Russia cut electricity supplies to Belarus today over €30 million in unpaid debts, upping pressure on president Alexander Lukashenko who is grappling with one of the worst economic crises of his 17-year rule.
Russia's troubled western neighbour, struggling with a balance of payments crisis that has forced it to devalue its currency, ran up arrears on electricity imports that make up around 10 per cent of its power needs.
Russian power exporter InterRAO said it had halted supplies at midnight over 1.2 billion roubles (€29.7 million) still owed for electricity supplied in March, April and May.
"From 00.00, supplies to Belarus were cut to zero," said InterRAO spokesman Anton Nazarov, who added that the company was still waiting for payment of the debt.
"We are awaiting the next tranche after which we will be able to fully restore supplies," said Mr Nazarov.
An unnamed official from Belarus' central bank was quoted by Russian news agency Interfax as saying Minsk will pay its outstanding debts today.

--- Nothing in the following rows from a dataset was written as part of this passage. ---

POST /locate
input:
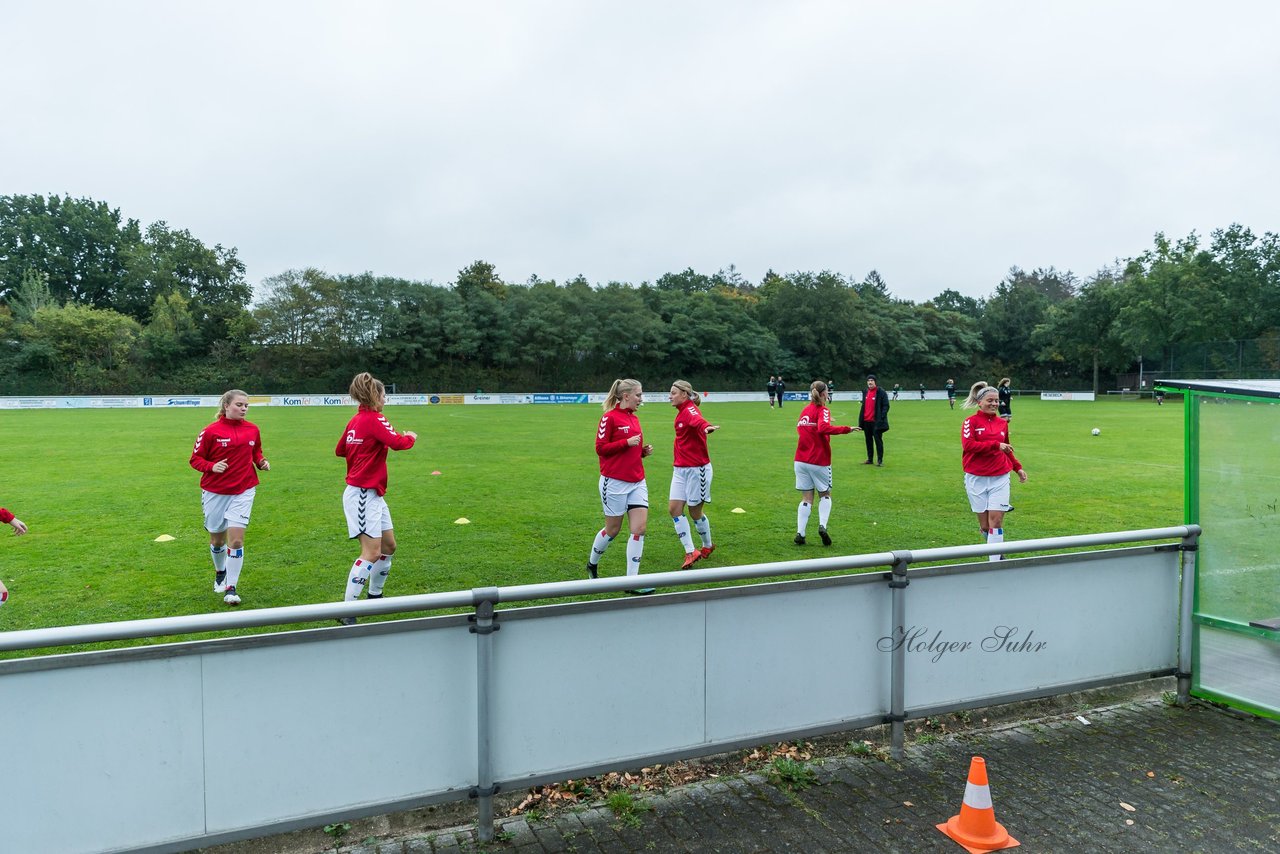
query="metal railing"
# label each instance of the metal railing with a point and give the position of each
(698, 649)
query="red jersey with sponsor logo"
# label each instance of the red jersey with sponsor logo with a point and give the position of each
(981, 437)
(690, 437)
(240, 444)
(620, 460)
(364, 443)
(816, 430)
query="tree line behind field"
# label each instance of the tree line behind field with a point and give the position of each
(91, 302)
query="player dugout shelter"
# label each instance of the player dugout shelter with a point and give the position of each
(1233, 493)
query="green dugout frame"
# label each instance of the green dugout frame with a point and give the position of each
(1232, 474)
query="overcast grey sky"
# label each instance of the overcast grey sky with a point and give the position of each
(938, 142)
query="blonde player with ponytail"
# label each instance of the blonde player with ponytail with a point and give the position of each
(621, 448)
(691, 475)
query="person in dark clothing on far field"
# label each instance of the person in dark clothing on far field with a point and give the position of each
(873, 421)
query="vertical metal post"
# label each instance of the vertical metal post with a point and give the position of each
(1185, 622)
(483, 628)
(897, 667)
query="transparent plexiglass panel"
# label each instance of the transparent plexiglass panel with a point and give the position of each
(1239, 508)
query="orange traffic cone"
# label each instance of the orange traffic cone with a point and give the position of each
(976, 827)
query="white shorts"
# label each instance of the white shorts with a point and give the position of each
(987, 492)
(810, 476)
(618, 496)
(227, 511)
(366, 512)
(691, 484)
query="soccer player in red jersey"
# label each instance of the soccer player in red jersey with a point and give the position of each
(813, 460)
(364, 444)
(229, 453)
(987, 459)
(620, 444)
(691, 475)
(18, 529)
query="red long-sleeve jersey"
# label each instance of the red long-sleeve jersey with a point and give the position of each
(364, 443)
(238, 443)
(690, 447)
(816, 430)
(981, 437)
(620, 460)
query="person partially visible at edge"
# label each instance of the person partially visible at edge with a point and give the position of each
(229, 453)
(18, 530)
(621, 448)
(364, 444)
(691, 473)
(987, 459)
(1006, 398)
(813, 461)
(873, 421)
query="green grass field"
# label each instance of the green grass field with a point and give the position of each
(97, 487)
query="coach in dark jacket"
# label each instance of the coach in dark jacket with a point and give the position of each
(873, 421)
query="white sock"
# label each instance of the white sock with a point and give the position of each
(378, 575)
(635, 548)
(996, 535)
(234, 563)
(823, 510)
(356, 580)
(602, 542)
(704, 530)
(682, 533)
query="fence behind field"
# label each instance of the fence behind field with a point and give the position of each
(176, 745)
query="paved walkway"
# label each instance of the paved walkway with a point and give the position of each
(1142, 776)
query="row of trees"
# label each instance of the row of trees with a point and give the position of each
(95, 304)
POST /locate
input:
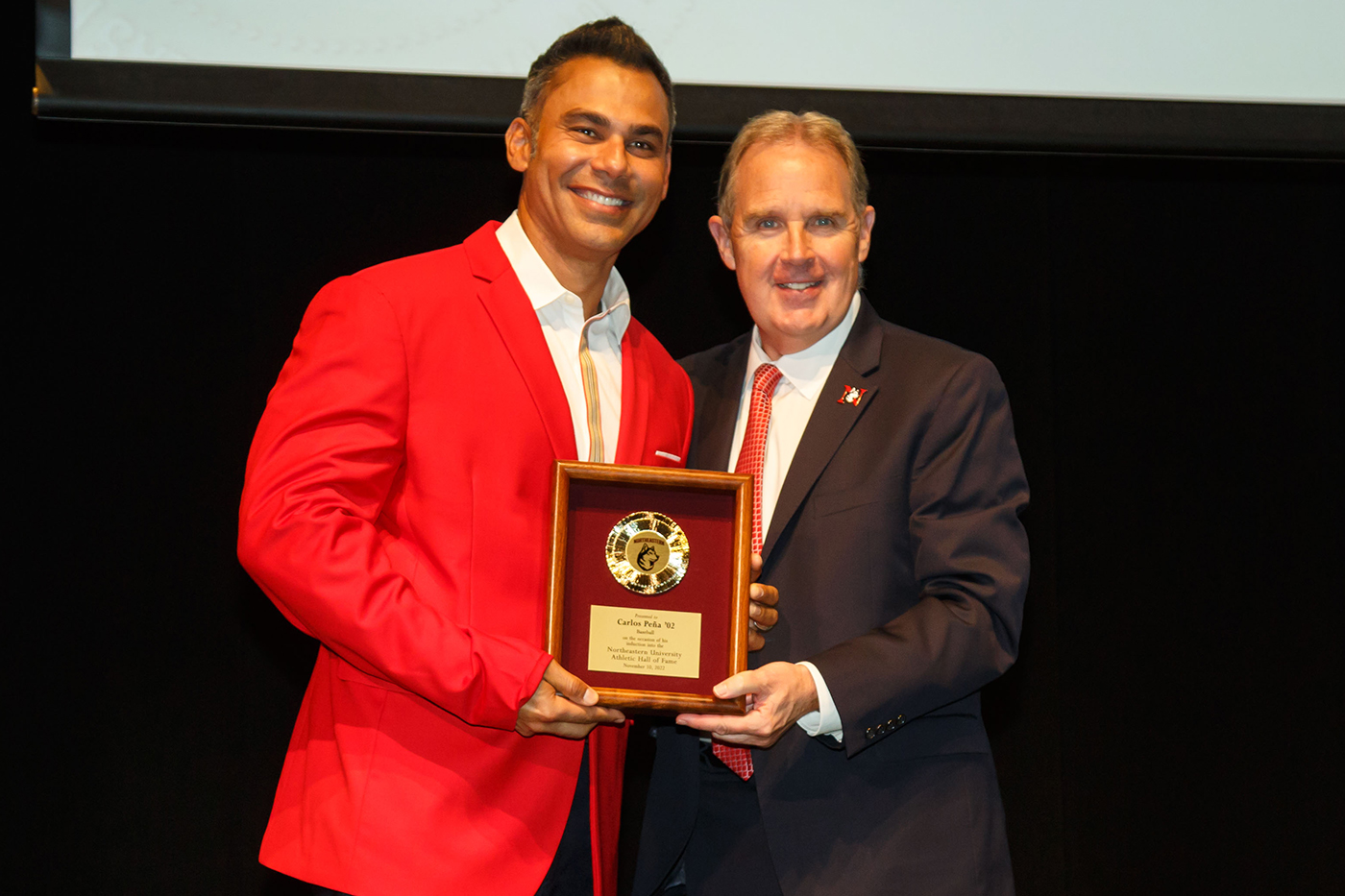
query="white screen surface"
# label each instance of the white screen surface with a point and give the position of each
(1237, 50)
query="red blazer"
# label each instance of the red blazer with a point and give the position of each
(397, 509)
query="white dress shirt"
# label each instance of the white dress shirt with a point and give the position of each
(561, 315)
(803, 375)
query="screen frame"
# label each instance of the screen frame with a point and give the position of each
(245, 96)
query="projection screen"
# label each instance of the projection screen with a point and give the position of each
(1145, 76)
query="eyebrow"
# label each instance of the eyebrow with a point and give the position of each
(598, 120)
(756, 214)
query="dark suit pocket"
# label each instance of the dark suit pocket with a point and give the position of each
(836, 502)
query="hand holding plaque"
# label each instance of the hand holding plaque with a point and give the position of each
(649, 576)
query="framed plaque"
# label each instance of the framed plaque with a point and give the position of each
(649, 570)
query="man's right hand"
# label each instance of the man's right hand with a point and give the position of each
(565, 707)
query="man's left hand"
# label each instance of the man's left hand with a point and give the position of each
(762, 613)
(779, 694)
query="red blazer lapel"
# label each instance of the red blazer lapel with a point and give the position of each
(508, 308)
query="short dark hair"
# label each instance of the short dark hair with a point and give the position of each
(604, 39)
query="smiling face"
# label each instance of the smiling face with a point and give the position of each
(795, 242)
(596, 167)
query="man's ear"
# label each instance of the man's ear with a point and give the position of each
(518, 144)
(865, 231)
(721, 238)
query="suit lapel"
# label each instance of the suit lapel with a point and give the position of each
(831, 420)
(717, 412)
(515, 321)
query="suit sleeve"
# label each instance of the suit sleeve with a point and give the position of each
(970, 563)
(326, 456)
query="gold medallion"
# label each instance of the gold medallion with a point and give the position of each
(648, 552)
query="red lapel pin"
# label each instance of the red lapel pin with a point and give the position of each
(851, 396)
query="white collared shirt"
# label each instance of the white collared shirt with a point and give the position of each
(803, 375)
(561, 315)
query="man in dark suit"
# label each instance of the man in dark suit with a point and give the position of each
(888, 496)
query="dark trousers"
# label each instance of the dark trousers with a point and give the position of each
(728, 853)
(572, 869)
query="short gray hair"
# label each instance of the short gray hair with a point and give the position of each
(809, 128)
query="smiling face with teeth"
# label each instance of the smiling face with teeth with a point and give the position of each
(596, 167)
(795, 242)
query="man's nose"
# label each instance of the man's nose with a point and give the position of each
(797, 244)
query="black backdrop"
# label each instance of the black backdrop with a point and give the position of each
(1165, 328)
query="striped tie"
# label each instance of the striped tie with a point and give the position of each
(591, 399)
(752, 460)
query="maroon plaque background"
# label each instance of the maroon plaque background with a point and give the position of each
(710, 510)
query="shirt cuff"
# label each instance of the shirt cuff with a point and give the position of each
(824, 720)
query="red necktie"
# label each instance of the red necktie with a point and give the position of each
(752, 460)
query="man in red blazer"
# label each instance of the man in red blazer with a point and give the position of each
(396, 509)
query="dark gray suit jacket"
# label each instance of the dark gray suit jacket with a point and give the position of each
(901, 567)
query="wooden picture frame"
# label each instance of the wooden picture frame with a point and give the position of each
(713, 512)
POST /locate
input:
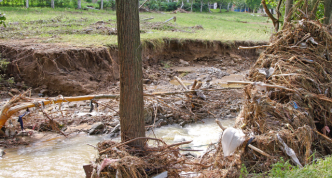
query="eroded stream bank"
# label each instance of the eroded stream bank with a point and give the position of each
(72, 71)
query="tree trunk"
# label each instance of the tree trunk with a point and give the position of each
(78, 4)
(131, 75)
(288, 13)
(327, 11)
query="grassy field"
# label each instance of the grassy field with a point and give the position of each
(283, 169)
(84, 28)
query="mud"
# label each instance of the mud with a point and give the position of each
(53, 69)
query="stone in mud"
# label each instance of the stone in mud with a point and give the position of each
(2, 153)
(97, 128)
(185, 63)
(72, 105)
(114, 123)
(183, 123)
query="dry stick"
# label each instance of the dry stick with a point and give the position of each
(7, 111)
(194, 85)
(62, 133)
(261, 84)
(199, 86)
(250, 145)
(327, 138)
(254, 47)
(180, 81)
(148, 19)
(124, 143)
(274, 20)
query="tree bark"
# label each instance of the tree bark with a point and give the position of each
(313, 9)
(274, 20)
(78, 4)
(288, 12)
(131, 75)
(327, 11)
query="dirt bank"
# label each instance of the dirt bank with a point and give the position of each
(54, 69)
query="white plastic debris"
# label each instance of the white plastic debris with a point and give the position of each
(290, 152)
(231, 139)
(161, 175)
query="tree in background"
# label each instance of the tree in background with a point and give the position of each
(288, 7)
(131, 74)
(253, 4)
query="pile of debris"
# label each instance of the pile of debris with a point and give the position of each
(292, 102)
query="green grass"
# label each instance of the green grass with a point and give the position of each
(65, 25)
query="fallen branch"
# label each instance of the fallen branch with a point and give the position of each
(260, 84)
(181, 83)
(250, 145)
(8, 110)
(143, 4)
(253, 47)
(148, 19)
(326, 137)
(258, 150)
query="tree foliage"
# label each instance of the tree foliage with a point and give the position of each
(2, 19)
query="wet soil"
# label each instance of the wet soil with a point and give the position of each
(51, 69)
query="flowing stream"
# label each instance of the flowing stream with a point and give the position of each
(56, 156)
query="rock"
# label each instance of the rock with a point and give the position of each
(2, 153)
(72, 105)
(185, 63)
(235, 109)
(148, 119)
(97, 128)
(14, 91)
(147, 81)
(163, 122)
(179, 138)
(183, 123)
(116, 129)
(114, 123)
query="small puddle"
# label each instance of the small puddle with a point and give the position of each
(57, 156)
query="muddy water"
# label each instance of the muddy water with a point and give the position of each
(56, 156)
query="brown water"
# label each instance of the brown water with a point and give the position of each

But bank spokesman Anatoly Drozdov said "the central bank had not sold foreign currency (to Belenergo) for debt repayment."
Belarus imports power which is in some cases cheaper than domestically produced electricity, but has enough capacity at its own plants to meet local demand.
Russian deputy prime minister Igor Sechin, a close ally of prime minister Vladimir Putin, insisted yesterday that politics had nothing to do with the electricity dispute with Minsk.
But Moscow is pushing Mr Lukashenko, in power since 1994, to sell off assets which are being eyed by some of Russia's most powerful business groups.
The currency crisis led to a 36 per cent devaluation of the Belarussian rouble last month and economic hardship in the shape of price hikes and a shortage of imported goods has triggered protests in the tightly-controlled state.